Copula Models

This SklarPy package contains many different copula models. Unlike univariate distributions, these are not wrappers of scipy objects.

All implemented copula models are able to be fitted to both multivariate numpy and pandas data and contain easy saving and plotting methods.

An important concept to remember when using these models that they are composed of 2 overall parts:

  1. The marginal distributions. These are univariate distributions of each random variable.

  2. The copula distribution.
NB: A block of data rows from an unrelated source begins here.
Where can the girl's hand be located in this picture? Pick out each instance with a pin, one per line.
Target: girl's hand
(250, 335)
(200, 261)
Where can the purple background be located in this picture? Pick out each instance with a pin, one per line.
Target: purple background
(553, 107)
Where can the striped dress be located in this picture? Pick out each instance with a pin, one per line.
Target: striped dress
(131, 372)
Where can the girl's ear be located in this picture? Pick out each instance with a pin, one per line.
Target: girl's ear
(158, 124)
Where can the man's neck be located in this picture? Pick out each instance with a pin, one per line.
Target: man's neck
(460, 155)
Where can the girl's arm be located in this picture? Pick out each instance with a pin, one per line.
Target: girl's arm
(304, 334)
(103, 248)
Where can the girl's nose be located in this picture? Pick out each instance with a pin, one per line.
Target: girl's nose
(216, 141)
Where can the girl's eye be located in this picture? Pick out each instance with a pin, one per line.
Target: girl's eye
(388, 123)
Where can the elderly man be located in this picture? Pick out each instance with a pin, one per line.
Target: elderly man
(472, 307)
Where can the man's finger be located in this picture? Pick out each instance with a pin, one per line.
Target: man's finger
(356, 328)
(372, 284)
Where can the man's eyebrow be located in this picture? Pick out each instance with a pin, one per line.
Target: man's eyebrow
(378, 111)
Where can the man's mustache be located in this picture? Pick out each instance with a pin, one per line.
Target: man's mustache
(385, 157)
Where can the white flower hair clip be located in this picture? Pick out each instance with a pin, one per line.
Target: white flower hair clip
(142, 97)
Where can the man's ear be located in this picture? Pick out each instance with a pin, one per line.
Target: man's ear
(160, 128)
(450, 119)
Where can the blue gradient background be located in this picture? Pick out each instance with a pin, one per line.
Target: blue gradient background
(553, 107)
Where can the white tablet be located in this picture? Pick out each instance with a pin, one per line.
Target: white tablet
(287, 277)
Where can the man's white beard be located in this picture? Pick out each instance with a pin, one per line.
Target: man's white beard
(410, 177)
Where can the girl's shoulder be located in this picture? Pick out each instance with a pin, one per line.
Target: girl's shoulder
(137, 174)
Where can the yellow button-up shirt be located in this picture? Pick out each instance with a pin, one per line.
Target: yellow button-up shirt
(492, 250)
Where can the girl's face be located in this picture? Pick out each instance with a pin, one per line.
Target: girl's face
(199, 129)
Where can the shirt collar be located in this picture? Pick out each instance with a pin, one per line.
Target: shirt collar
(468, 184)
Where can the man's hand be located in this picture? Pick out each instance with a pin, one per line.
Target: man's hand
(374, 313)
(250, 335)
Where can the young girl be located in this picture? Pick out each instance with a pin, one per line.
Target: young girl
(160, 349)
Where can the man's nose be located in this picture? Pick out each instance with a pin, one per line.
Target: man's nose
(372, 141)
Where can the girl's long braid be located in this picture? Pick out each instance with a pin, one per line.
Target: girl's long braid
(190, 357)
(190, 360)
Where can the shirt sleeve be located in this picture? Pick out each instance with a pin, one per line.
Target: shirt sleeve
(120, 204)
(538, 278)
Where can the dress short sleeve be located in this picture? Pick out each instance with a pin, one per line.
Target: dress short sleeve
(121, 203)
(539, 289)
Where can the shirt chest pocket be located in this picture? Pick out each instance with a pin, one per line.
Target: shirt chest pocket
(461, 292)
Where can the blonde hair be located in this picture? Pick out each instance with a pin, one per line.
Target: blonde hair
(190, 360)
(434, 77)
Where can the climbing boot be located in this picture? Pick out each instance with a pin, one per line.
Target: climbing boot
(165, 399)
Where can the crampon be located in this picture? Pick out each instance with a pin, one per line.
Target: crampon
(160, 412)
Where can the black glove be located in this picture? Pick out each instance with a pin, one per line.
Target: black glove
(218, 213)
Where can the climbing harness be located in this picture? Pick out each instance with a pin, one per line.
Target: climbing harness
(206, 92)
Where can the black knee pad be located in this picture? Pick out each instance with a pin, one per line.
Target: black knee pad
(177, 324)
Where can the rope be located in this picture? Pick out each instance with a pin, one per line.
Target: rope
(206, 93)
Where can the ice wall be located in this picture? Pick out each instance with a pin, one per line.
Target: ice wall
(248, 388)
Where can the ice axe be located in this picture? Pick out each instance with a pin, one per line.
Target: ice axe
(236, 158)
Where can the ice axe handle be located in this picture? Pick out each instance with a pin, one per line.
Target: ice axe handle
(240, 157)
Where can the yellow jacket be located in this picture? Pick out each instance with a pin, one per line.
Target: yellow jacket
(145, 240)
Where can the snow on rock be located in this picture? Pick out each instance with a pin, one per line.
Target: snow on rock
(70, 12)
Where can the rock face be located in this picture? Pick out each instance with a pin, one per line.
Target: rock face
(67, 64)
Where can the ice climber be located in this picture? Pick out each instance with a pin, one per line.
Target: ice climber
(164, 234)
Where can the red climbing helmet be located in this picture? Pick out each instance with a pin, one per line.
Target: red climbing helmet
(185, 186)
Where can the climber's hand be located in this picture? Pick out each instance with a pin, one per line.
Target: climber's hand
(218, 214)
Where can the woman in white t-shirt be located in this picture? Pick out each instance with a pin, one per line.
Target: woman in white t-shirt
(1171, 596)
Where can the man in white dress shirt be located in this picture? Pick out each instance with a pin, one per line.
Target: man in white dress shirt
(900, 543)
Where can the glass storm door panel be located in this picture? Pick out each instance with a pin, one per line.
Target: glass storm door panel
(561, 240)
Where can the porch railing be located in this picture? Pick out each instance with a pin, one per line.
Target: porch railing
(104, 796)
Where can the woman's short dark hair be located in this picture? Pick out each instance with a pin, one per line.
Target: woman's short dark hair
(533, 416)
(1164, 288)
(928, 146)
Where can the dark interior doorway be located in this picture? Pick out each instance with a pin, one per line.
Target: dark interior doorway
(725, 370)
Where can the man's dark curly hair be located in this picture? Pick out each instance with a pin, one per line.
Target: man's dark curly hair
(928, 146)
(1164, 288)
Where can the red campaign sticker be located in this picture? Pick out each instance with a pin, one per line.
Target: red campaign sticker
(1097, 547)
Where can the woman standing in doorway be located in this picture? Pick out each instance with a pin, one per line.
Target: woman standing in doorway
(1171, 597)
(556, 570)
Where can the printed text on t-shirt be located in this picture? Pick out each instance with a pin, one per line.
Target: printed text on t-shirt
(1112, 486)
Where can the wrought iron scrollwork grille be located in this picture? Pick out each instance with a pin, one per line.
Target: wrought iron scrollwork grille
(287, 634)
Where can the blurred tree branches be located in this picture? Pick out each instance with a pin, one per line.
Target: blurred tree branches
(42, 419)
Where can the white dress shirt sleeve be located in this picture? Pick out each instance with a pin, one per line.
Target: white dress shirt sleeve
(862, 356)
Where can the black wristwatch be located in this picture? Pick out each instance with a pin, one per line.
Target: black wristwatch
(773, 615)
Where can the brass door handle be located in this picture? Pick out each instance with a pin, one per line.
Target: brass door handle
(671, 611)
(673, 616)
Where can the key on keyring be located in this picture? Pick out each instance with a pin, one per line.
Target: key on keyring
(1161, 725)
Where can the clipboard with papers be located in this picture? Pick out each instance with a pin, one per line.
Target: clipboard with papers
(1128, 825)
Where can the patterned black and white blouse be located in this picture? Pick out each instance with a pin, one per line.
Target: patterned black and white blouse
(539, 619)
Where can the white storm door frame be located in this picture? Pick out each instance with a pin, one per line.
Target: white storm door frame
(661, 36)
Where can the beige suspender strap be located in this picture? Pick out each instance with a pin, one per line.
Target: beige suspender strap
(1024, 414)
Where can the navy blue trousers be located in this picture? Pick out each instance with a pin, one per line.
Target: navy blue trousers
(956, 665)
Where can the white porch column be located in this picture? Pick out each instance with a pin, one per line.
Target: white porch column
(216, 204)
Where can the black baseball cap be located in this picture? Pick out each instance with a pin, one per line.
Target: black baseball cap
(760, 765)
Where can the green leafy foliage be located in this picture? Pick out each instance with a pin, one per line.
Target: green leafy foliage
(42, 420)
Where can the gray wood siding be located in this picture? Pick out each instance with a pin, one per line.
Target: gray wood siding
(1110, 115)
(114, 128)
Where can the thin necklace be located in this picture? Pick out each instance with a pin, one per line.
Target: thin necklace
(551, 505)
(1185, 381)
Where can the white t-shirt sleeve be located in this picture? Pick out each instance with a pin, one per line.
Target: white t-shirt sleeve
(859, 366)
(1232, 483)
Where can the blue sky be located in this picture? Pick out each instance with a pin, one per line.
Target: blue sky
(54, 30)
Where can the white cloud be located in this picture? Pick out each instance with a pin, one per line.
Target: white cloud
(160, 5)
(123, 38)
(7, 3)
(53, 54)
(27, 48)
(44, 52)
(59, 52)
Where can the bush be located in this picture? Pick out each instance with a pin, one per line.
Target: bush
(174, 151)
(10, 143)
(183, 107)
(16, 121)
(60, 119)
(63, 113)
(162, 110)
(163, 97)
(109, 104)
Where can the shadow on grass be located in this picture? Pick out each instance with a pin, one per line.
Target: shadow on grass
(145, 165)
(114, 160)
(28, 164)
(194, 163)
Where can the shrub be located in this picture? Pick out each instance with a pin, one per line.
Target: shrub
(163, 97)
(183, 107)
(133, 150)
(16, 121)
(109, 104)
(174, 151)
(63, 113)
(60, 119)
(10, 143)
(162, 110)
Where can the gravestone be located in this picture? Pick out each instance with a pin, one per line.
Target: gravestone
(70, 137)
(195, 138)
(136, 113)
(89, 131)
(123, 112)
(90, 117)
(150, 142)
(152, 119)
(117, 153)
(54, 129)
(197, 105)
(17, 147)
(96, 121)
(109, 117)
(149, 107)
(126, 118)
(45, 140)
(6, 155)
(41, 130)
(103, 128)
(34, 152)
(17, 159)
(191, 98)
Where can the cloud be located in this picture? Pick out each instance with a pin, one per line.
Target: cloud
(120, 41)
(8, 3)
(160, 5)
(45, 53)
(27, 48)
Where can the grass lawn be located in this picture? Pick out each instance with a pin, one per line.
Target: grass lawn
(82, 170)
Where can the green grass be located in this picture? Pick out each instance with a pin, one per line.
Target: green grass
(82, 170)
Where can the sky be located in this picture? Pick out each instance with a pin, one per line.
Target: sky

This multivariate model captures the dependence structure between the variables.

The overall multivariate joint distribution is created by combining these two parts, which is handled by SklarPy’s copula models.

Which copula models are implemented?

Currently, the following copula models are implemented:

Copula Models

Family

Name

Dimensions

SklarPy Model

Normal Mixture

Normal / Gaussian

Multivariate

gaussian_copula

Normal Mixture

Student-T

Multivariate

student_t_copula

Normal Mixture

Skewed-T

Multivariate

skewed_t_copula

Normal Mixture

Generalized Hyperbolic

Multivariate

gh_copula

Normal Mixture

Symmetric Generalized Hyperbolic

Multivariate

sgh_copula

Normal Mixture

Hyperbolic

Multivariate

hyperbolic_copula

Normal Mixture

Symmetric Hyperbolic

Multivariate

shyperbolic_copula

Normal Mixture

Normal-Inverse Gaussian (NIG)

Multivariate

nig_copula

Normal Mixture

Symmetric Normal-Inverse Gaussian

Multivariate

snig_copula

Normal Mixture

Marginal Hyperbolic

Multivariate

mh_copula

Normal Mixture

Symmetric Marginal Hyperbolic

Multivariate

smh_copula

Archimedean

Clayton

Multivariate

clayton_copula

Archimedean

Gumbel

Multivariate

gumbel_copula

Archimedean

Frank

Bivariate

frank_copula

Numerical

Gaussian KDE

Multivariate

gaussian_kde_copula

All Normal-Mixture models use the parameterization specified by McNeil, Frey and Embrechts (2005).

MarginalFitter

This class is used to fit multiple univariate distributions to data easily and evaluate their methods. It implements the following methods and attributes:

  • marginal_logpdf (log of the probability density functions of the marginal distributions)

  • marginal_pdfs (the probability density functions of the fitted marginal distributions)

  • marginal_cdfs (the cumulative distribution functions of the fitted marginal distributions)

  • marginal_ppfs (the percent point functions / inverse cdfs of the fitted marginal distributions)

  • marginal_rvs (random variate generators / samplers of the fitted marginal distributions)

  • pairplot (pairplot of the fitted marginal distributions)

  • marginals (the fitted marginal distributions as a dictionary)

  • summary (a summary of the fitted marginal distributions)

  • num_variables (the number of variables present in the original dataset)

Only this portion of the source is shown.